Every year at this time, the biggest names in fashion are hard at work telling us what we will be wearing in six months, but it seems more and more likely that this will become a thing of the past. In February, Tom Ford cancelled his show and announced that he would be showing the fall line that would have been shown in February in September: the same month it would come to stores. Thus, the much talked about concept of see-now, buy-now was brought to high fashion. Now, that seems pretty simple, but it is in fact quite revolutionary. Consider, when you read a fashion magazine at home, you are seeing the months of work of editors have put in in choosing the best of the best to be presented in their glossy bibles; not to mention the pages and pages of advertisements that had to be shot before those magazines came out. It’s necessary for the pieces to be shown months in advance, so that those who work at magazines, who publicize the collections, have time to create spreads, edit, re-do, re edit, and finally publish. In short, the process takes time, lots of time. Therefore, any sort of instantaneous process all but destroys the traditions of the fashion world, so why is it possible? Why would designers give up the advertising of the magazines, and the careful professional editing of advertising? There seems to be one simple answer: they need to.
We live, and no one more so than the fashion industry, in a world reformed by social media. Bloggers sit front row, take pictures of the shows, and post those pictures on their websites (as do magazines); it doesn’t take much time for a photo to reach the internet.
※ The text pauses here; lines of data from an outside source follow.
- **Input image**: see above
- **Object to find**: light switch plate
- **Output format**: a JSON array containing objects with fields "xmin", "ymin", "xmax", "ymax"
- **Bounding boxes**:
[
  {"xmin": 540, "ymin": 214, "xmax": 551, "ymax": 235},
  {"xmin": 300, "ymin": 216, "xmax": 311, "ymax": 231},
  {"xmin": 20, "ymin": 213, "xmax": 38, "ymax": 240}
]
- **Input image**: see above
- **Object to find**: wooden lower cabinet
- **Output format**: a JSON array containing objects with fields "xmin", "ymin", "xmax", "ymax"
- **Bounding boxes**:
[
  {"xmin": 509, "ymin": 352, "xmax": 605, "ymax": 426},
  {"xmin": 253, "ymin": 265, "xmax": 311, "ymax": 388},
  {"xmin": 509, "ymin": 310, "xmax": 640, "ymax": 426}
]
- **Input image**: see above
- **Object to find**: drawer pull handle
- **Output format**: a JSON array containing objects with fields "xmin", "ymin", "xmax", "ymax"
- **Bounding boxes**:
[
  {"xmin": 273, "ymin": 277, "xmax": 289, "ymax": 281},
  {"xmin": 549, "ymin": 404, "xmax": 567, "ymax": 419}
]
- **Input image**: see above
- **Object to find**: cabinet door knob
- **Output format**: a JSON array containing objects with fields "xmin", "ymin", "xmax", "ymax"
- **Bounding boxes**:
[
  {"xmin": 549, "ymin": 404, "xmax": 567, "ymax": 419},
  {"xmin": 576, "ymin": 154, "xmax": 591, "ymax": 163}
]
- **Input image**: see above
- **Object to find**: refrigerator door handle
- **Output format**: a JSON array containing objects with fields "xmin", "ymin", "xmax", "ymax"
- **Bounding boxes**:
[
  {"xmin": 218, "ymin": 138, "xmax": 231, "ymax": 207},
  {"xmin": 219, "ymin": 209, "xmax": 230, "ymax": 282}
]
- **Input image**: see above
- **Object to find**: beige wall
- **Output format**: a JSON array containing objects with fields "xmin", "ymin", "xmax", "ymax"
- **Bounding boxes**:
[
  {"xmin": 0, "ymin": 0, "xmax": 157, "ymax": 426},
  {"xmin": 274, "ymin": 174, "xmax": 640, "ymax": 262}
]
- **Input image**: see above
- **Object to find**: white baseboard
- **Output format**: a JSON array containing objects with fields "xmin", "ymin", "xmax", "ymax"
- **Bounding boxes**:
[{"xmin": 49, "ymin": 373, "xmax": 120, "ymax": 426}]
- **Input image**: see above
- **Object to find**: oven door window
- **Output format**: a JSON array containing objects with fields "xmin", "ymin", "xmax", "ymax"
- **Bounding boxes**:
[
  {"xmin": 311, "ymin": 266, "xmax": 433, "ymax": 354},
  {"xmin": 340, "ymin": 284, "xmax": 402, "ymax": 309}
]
Online editors of all varieties can do what traditional magazines need months for within a week or two. Therefore, in order for pieces not to be forgotten or become irrelevant, they need to be put on sale a lot more quickly. If the people we care about don’t care about the clothing any more (i.e. don’t post about it anymore), why should we? It’s becoming more and more obvious that we are a culture obsessed with instant gratification; we send texts instead of calling, we cannot stand for a web page to load for more than ten seconds, and thousands of people have Amazon prime. We have literally forgotten how to wait. As a result, clothing coming out in six months no longer interests us. What’s the point of something being in style if no one can wear it?Therefore, Tom Ford, along with Burberry, Tommy Hilfiger and Ralph Lauren are leading the rest of the fashion industry with bringing instant gratification into the fashion industry.
So what are the results, and will other brands begin to do the same thing? The answer seems to be more and more likely in the affirmative. Burberry has done spectacularly well with their first see-now, buy-now collection, with some styles from the show running out by noon on the day of the show. Tom Ford did similarly well at the Neiman Marcus and Bergrdorf Goodman stores:
“We had our largest Tom Ford day of the year immediately following his New York show,” revealed Joshua Schulman, president of Bergdorf Goodman and Neiman Marcus Group International. “Typically, these sales would be spread over many weeks as the deliveries arrive piecemeal. The immediacy of being able to buy immediately after the show, combined with the impact of seeing the whole collection on the floor at once, gave our customers a sense of urgency to buy now … Bergdorf Goodman reported “a strong halo effect across the [Tom Ford] brand including women’s and men’s ready-to-wear, accessories and beauty,” said Schulman. “What surprised us was how the event spurred awareness of the brand to a wider audience, including those buying beauty or eyewear for a piece of the dream.” Via BOF.com
However, one interesting piece of that quote is the idea that “these sales would be spread over many weeks,” we don’t know yet, if as more inventory is brought in, the sales will somewhat continue to stay as high as they are now, or if we are now living in an era where rather than having constant sales throughout a year, there is a high peak following a show, and lows for the rest of the season. In regards to the Tommy Hilfiger x Gigi Hadid show, similar results to the Burberry and Tom Ford shows were reported:
“Later that same day (of the show), several of the under-$100 pieces were already sold out online. Now, a solid portion of what’s on Tommy.com is either sold out entirely or only available in very limited sizes.” – Via Fashionista.com
Ralph Lauren had similar success, with high sales, though not as high as Tom Ford or Burberry.
Brands who have already experimented with the idea of see-now, buy-now, including Rebecca Minkoff and Topshop Unique have also done quite well, indicating that perhaps the hype of the idea of see-now, buy-now, was not the only driving force behind the sales upticks, but perhaps that see-now, buy-now is the new way to shop and that it is here to stay. A large question the fashion industry once again has to discuss is the relevence of print magazines, many adore them, and vehemently argue that they are a necessity of the fashion industry, but do they still fulfill their objectives, or will they have to come up with a new purpose?